Search basics

Valid from Datafari 6.0

The search phase is the most "intuitive" one, in a sense that it leverages user interface paradigms that are already widespread thanks to web search engines such as Google or Bing, and also thanks for ecommerce search engines such as eBay or Amazon. We explain briefly here the different capabilities that Datafari exposes, thanks to the graphical framework Ajaxfrancelabs, and of course thanks to the Apache Solr engine working behind the scene.

The first page you see when you use the search functionnality, is a simple search bar. Start typing text in it, and the autocomplete automatically starts proposing you terms that are present in the search index, ranked by "relevance" (the relevance here being mainly correlated to the terms frequency in the corpus). You can either continue typing, or at any point in time you can click on one of the proposed term. The autocomplete by default is a term by term autocomplete. If you select a term, and type a whitespace and start typing a second term, the autocomplete will work on the second term.

image-20240320-071914.png

Once you've clicked the search icon, the display takes you to the search result page. This page is composed as follows: on the upper part, you get the standard search bar. On the left, you get the default facets to filter and navigate through the results. And on the right, you get the list of results ranked by relevance, related to the query terms. These panels use defaults views, and you can refer to the https://datafari.atlassian.net/wiki/spaces/DATAFARI/pages/1517813761 if you want to modify the display. The deeper the modifications, the more probable it is that you will need to modify also the configuration of the Solr of Datafari, in which case you should refer to the reference Apache Solr documentation (check Release notes - Community Edition for the current version of Solr in use in Datafari).

  • Facets panel: by default, the following facets have been configured:

    • Modification Date: allows to filter based on time windows compared to the current date. Less than 1 month old documents, Less than 1 year old documents, Less than 5 years old documents.

    • Source: allows to filter based on the source repository configured in Apache ManifoldCF

    • Extension: allows to filter based on document types (pdf, doc, docx, xls, html ...)

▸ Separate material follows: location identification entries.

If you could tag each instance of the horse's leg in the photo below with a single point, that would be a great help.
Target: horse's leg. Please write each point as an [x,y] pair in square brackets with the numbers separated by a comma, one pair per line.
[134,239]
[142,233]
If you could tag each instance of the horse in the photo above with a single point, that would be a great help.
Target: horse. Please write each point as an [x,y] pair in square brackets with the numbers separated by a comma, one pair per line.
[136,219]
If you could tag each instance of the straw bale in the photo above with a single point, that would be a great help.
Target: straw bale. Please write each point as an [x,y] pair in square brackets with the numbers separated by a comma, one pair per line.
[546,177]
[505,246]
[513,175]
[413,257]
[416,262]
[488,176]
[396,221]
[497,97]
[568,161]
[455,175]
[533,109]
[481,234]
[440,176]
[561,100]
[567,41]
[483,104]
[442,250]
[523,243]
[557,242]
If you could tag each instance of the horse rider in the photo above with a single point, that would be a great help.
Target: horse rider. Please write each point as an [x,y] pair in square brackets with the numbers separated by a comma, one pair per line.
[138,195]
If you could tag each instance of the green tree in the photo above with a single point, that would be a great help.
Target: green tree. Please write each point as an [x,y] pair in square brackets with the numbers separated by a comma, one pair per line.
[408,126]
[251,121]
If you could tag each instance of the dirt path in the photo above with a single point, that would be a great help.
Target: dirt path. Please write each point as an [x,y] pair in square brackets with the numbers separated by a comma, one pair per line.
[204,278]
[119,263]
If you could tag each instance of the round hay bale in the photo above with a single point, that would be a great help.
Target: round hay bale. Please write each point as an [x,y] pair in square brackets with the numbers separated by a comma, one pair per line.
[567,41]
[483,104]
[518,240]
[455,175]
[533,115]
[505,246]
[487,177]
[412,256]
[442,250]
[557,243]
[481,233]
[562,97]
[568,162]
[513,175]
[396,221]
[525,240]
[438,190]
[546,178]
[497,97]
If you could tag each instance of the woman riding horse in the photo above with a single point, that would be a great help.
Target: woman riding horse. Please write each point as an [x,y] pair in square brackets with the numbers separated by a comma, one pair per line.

    • Language: based on Solr capability to autodetect languages, allows to filter based on the documents language.

  • Results list: by default, each result in this list is composed as follows:

    • Graphic icon symbolising the document type

    • Document file name / Title from the HTML header title in case of web page

    • Text snippet, 3 lines maximum, surrounding the query terms found in the document. These query terms are highlighted in bold fonts.

    • Document path in the source repository (or URL for web pages)

    • Link to see a preview of the document

    • The Source

image-20240320-072152.png

Facets have a standard way of working: if you click on a facet value, it will filter out all the results that don't satisfy the facet value condition. In the illustration below, selecting the pdf value in the Extension facet only displays pdf documents in the result panel.

Datafari also proposes the spellchecker functionnality of Apache Solr. In the illustration below, we enter the query term "eneryg" instead of "energy". The spellchecker automatically proposes a correct word. By default, Datafari searches on this suggestion, but it can be deactivated with slight modifications.

In the search bar, you can type in several query terms, and you can put operators to fine tune your search, such as AND and OR. Check the Apache Solr reference documentation for the full list of operators.


Valid from Datafari 1 up to 5.5

The search phase is the most "intuitive" one, in a sense that it leverages user interface paradigms that are already widespread thanks to web search engines such as Google or Bing, and also thanks for ecommerce search engines such as eBay or Amazon. We explain briefly here the different capabilities that Datafari exposes, thanks to the graphical framework Ajaxfrancelabs, and of course thanks to the Apache Solr engine working behind the scene.

The first page you see when you use the search functionnality, is a simple search bar. Start typing text in it, and the autocomplete automatically starts proposing you terms that are present in the search index, ranked by "relevance" (the relevance here being mainly correlated to the terms frequency in the corpus). You can either continue typing, or at any point in time you can click on one of the proposed term. The autocomplete by default is a term by term autocomplete. If you select a term, and type a whitespace and start typing a second term, the autocomplete will work on the second term.

Once you've clicked the search icon, the display takes you to the search result page. This page is composed as follows: on the upper part, you get the standard search bar. On the left, you get the default facets to filter and navigate through the results. And on the right, you get the list of results ranked by relevance, related to the query terms. These panels use defaults views, and you can refer to the Ajaxfrancelabs framework documentation if you want to modify the display. The deeper the modifications, the more probable it is that you will need to modify also the configuration of the Solr of Datafari, in which case you should refer to the reference Apache Solr documentation (check Release notes - Community Edition for the current version of Solr in use in Datafari).

  • Facets panel: by default, the following facets have been configured:

    • Last modifications: allows to filter based on time windows compared to the current date. Less than 1 month old documents, Less than 1 year old documents, Less than 5 years old documents.

    • Type: allows to filter based on document types (pdf, doc, docx, xls, html ...)

    • Source: allows to filter based on the source repository configured in Apache ManifoldCF

    • Language: based on Solr capability to autodetect languages, allows to filter based on the documents language.

    • Original file size allows you to filter based on the size of the indexed files.

  • Results list: by default, each result in this list is composed as follows:

    • Graphic icon symbolising the document type

    • Document file name in bold font / Title from the HTML header title in case of web page

    • Text snippet, 3 lines maximum, surrounding the query terms found in the document. These query terms are highlighted in bold fonts.

    • Document path in the source repository (or URL for web pages)

Facets have a standard way of working: if you click on a facet value, it will filter out all the results that don't satisfy the facet value condition. In the illustration below, selecting the pdf value in the Type facet only displays pdf documents in the result panel.

Datafari also proposes the spellchecker functionnality of Apache Solr. In the illustration below, we enter the query term "eneryg" instead of "energy". The spellchecker automatically proposes a correct word. By default, Datafari searches on this suggestion, but it can be deactivated with slight modifications.

In the search bar, you can type in several query terms, and you can put operators to fine tune your search, such as AND and OR. Check the Apache Solr reference documentation for the full list of operators.